In 1892, a mixed group of navvies, excavating below what is supposed to become British Museum Station, are trapped underground when a tunnel collapses. Abandoned to their plight as it would be too expensive to dig them out, the tribe expand and survive by snatching lone travellers from the platform of Russell Square tube station - and eating them. Eighty years on and there are only two of their number left: a shambling, plague-ridden wretch and his dying wife.
Cut to the preset day and, presumably, at the close of a hard day's railing against permissiveness and drafting legislation for the banning of tits 'n bums, James Manfred OBE unwinds by trawling seedy Soho strip joints until he's in desperate need of .... relief. He tips his bowler at a lone woman on the platform at Russell Square and aggressively propositions her, receiving a knee in the goolies for his trouble. The girl swanks off with his cash and, hardly has he got his breath back than the cannibal (Hugh Armstrong looking for all the world like Aqualung era Ian Anderson with a fetching plague of boils makeover) is upon him. But before he can haul him off back to his lair, the last train pulls into the station depositing an animated afghan coat named Patricia (the very beautiful Sharon Crucible Of horror Gurney) and her American boyfriend Alex (David Ladd). They find Manfred sprawled across the stairs. Alex reckons he's just another drunken bum, but Trish prevails upon him to tell the lift attendant in case he's had a heart attack. These three go back down to investigate and .... the body has vanished.
It transpires that Manfred is but the latest in a long procession of people who've disappeared from the platforms of Russell Square and neighbouring Holborn, but as none of his predecessors were household names it didn't seem worth spending the tax-payers money on an investigation until now.
Donald Pleasance plays Inspector Calhoun as if his agent has just broken the dreaded news that he's legally contracted to follow Death Line with a prominent part in the celebrated I Don't Want To Be Born and there's no getting out of it short of suicide. When he's not being curmudgeonly he's being merely splenetic, and when he's not being splenetic he's moaning about everything and being gloriously rude and sarcy to all comers. It's a terrific, foul mood performance, offset by the sterling support of Norman Rossington as his ever loyal subordinate, whipping boy and boozing partner, Detective Sergeant Rogers.
Meanwhile, things are not going well with the cannibal. His partner has finally died and, maddened with grief, he attacks three of the station staff, cleaving one of their heads open with a spade, driving the broken handle of same clean through a second and dragging the third off to his larder. Man needs a mate so he abducts Trish and tries to force-feed her rats to make her fit and strong. He clearly means her no harm, but as his words of reassurance only amount to a bellowed "mind the doors" (the only words he's ever heard and he utters them whatever the occasion), she's none too keen to stick around. Will Calhoun discover the cannibal's mouldering, corpse strewn lair and put an end to his reign of terror on the Piccadilly Line?
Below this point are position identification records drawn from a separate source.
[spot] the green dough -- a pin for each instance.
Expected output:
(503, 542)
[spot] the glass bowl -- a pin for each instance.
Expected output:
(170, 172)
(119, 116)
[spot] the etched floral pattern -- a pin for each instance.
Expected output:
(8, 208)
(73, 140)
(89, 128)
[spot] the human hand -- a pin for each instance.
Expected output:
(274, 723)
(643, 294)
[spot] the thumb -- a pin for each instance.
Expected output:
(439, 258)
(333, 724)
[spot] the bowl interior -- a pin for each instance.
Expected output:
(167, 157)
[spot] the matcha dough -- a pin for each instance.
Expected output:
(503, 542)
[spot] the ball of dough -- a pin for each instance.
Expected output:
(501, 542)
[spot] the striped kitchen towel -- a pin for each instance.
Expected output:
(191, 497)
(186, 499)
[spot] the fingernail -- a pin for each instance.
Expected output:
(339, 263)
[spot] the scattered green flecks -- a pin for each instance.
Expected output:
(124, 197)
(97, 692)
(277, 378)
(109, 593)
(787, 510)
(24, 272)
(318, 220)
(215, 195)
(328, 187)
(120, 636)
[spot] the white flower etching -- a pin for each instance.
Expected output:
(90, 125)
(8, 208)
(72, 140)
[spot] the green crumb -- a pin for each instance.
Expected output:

What of that reckless young hot-head Alex? Will his solo attempt at pulling off a rescue scupper the police hunt and put Trish's life in real jeopardy?
An incredibly dark film with commendable performances from all concerned (even the gratuitous Christopher Lee cameo isn't too jarring) and a gripping soundtrack, Death Line is up there with any 'seventies Brit horror film you care to mention. Thanks to Rog for giving me the opportunity to see it again!
From the first, I set myself against "literature"; the story was the thing, and no amount of style could persuade me to select a story that lacked genuine, unadulterated horror. For those who wanted something high-brow there was plenty.
I love this film! I think what's so good about it is that it's done in such a way that you actually feel sorry for the "bad guy" - the cannibal (brilliantly played by Hugh Armstrong). And that's not just because he looks like Ian Anderson's "Aqualung" in my case!
It's a wonderfully creepy film, very under-rated - brilliant! This has made me want to watch it again now. ;D
Post by franklinmarsh on Sept 10, 2008 15:18:58 GMT
Now to be a complete misery. Along with From Beyond The Grave I've never understood how these came to be so worshipped. DL benefits from an incredible performance from Donald Pleasance abley supported by Norman Rossington. Lee's cameo is tops. The two leads are unmemorable to say the least. And as for the tube-dweller...I cannot take him seriously. He looks like Ian Anderson/Aqualung crossed with Fagin. (Which is why I suspect Dem and Caroline are championing this). It's much better than I remembered but I can't really take to it. I mean, the modern version Creep is terrible but I much prefer the monster in that. I do like DL for people smoking on the tube, James Cossins city gent in Soho (and the jazzy theme toon) and Donald Pleasance mentioning 'old money'.
as it happens, the fact that the 'monster' is pathetic rather than threatening is what makes it for me. he's just trying to get by, and that bit where the female dies on him is genuinely sad. for similar reasons, the fact that the leads are non-descript gives it a kind of verite (which may also be its graininess), added to by the fact that pleasance and rossington seem to be making up their dialogue as they go along. in some ways, it's a shockingly incompetent film, but that sort of makes it for me.